Review Round-Ups

Did critics find time for Ticking?

The production opened to mixed reviews at Trafalgar Studios last night

Anthony Head as Edward
Anthony Head as Edward
© Bronwen Sharp

Holly Williams, WhatsOnStage

★★

"Ticking wastes its potential with an excess of cynicism."

"He also directs his small but impressive cast here, with Tom Hughes giving a twitchy, volatile performance as Simon, Anthony Head…as his emotional distant father, and Niamh Cusack as his stricken mother."

"The writing veers between cool construction and histrionic outbursts, trips down memory lane spiked with pitched accusations. There are also nice, perceptive details in Williams' writing that make the set-up believable."

Henry Hitchings, Evening Standard

★★★★

"Ticking is [Paul Andrew Williams] debut play – and it’s satisfyingly raw and intense."

"Anthony Head is his suave father Edward, who appears to be a typical emotionally illiterate Englishman – a pillar of the community, whose life is defined by his debonair manner and love of cricket. But he has a very dirty secret."

"The play pulses with questions. Is Simon guilty of the crime for which he’s set to be executed? Will he win a reprieve? What strange events have driven him so far from his privileged roots?"

Alice Saville, Time Out

★★

"This turgid new play from writer and director Paul Andrew Williams…detaining us on a Chinese death row with a rich white kid who’s so astonishingly obnoxious that it’s hard not to will the hour of his demise forward."

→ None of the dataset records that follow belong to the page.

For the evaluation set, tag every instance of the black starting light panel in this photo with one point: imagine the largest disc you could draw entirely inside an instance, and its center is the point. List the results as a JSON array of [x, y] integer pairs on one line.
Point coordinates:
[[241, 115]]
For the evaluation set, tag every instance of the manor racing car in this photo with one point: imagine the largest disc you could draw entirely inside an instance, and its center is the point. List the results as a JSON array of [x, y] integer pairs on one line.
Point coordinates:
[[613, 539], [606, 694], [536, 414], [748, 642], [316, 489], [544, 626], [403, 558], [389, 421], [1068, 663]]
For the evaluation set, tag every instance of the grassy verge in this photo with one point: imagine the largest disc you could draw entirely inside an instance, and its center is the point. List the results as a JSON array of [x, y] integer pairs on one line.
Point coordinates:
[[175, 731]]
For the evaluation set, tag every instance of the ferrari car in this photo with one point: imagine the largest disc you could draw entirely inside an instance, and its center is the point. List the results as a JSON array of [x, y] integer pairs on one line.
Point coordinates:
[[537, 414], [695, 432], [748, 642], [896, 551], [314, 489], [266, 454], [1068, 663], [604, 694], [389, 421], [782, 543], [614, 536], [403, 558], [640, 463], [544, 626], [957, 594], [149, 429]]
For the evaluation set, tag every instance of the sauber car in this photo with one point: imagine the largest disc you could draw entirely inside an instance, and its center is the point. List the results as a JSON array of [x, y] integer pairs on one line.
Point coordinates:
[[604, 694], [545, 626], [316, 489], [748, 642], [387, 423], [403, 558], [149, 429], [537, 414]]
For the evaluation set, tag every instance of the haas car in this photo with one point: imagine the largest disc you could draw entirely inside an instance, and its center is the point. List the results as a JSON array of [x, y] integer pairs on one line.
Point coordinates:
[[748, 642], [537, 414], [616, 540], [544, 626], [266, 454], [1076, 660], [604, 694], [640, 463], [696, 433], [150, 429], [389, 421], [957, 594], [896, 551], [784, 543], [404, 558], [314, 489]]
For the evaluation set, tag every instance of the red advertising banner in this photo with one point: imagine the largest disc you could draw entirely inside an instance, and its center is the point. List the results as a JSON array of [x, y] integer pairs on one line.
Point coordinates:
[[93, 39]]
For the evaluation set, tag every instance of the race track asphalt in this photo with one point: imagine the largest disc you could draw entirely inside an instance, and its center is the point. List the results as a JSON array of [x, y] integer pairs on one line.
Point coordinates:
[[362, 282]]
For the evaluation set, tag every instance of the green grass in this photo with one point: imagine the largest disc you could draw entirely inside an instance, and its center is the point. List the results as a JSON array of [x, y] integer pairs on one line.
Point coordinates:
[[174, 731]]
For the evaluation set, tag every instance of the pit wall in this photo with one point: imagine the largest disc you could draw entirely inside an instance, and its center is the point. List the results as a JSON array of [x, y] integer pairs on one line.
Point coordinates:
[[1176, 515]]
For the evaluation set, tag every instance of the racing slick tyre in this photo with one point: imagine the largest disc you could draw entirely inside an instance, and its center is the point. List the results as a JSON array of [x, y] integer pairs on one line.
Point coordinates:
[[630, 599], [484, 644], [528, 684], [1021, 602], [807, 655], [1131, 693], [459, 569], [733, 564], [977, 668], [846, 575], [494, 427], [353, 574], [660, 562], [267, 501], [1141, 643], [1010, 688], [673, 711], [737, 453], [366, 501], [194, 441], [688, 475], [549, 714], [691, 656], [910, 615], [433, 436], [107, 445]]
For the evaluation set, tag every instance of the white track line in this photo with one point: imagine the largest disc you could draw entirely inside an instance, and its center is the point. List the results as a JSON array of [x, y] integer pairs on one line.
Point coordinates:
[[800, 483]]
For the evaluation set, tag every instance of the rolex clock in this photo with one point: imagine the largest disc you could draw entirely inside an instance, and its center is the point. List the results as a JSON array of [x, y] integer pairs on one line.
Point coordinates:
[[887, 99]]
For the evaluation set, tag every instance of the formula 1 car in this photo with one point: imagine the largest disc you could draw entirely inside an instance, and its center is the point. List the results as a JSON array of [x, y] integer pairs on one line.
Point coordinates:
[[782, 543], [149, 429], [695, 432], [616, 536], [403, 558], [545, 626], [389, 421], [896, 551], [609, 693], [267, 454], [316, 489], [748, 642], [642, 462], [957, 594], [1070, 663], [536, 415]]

"The play’s one-room, real-time setting would normally be an excuse for some cabin-fever thrills. But instead, condemned twentysomething Simon spends his final hour on earth raking through his visiting parents’ leafy Home Counties past in a kind of bizarre Freudian clean-up session."

"Williams’s complete inexperience in both writing and directing for the stage shows. Even with our eyes on the starry cast, we can’t escape purgatory."

Quentin Letts, Daily Mail

★★

"Writer/director Paul Andrew Williams has chosen an interesting, harrowing subject. What do family members say to death-row inmates on their last visit?"

"But I am afraid I disliked this show. So much of it is violent – and violently overacted by Tom Hughes as Simon."

"Cliches abound. Simon, fond of his mother, has sex-related ‘issues’ with his father. Simon’s last supper arrives – beans on toast and a pint of stout. 'Bet that plate of beans ends up being smashed against the wall in anger,' said I to myself. Sure enough…"

Ann Treneman, The Times

★★★★★

"On the whole, I am not sure that I wanted to spend 90 minutes in a room with the subject of capital punishment. But that was my error. This new play by the film writer and director, Paul Andrew Williams, is not really about the death penalty but about the secrets, lies and loves of one very small family."

"Niamh Cusack is wonderful as Sylvia, his mother, every facial expression so English, full of remorse for the oddest things."

"We are all also living this last hour, waiting for the reprieve, if it comes, with Simon and his family. Tick tock, tick tock. It may not be real but we are in real time in this very realistic cell (design by Jean Chan) where we are constantly watched by the silent guard (Jackie Lam).''

Ticking runs at Trafalgar Studios until 7 November.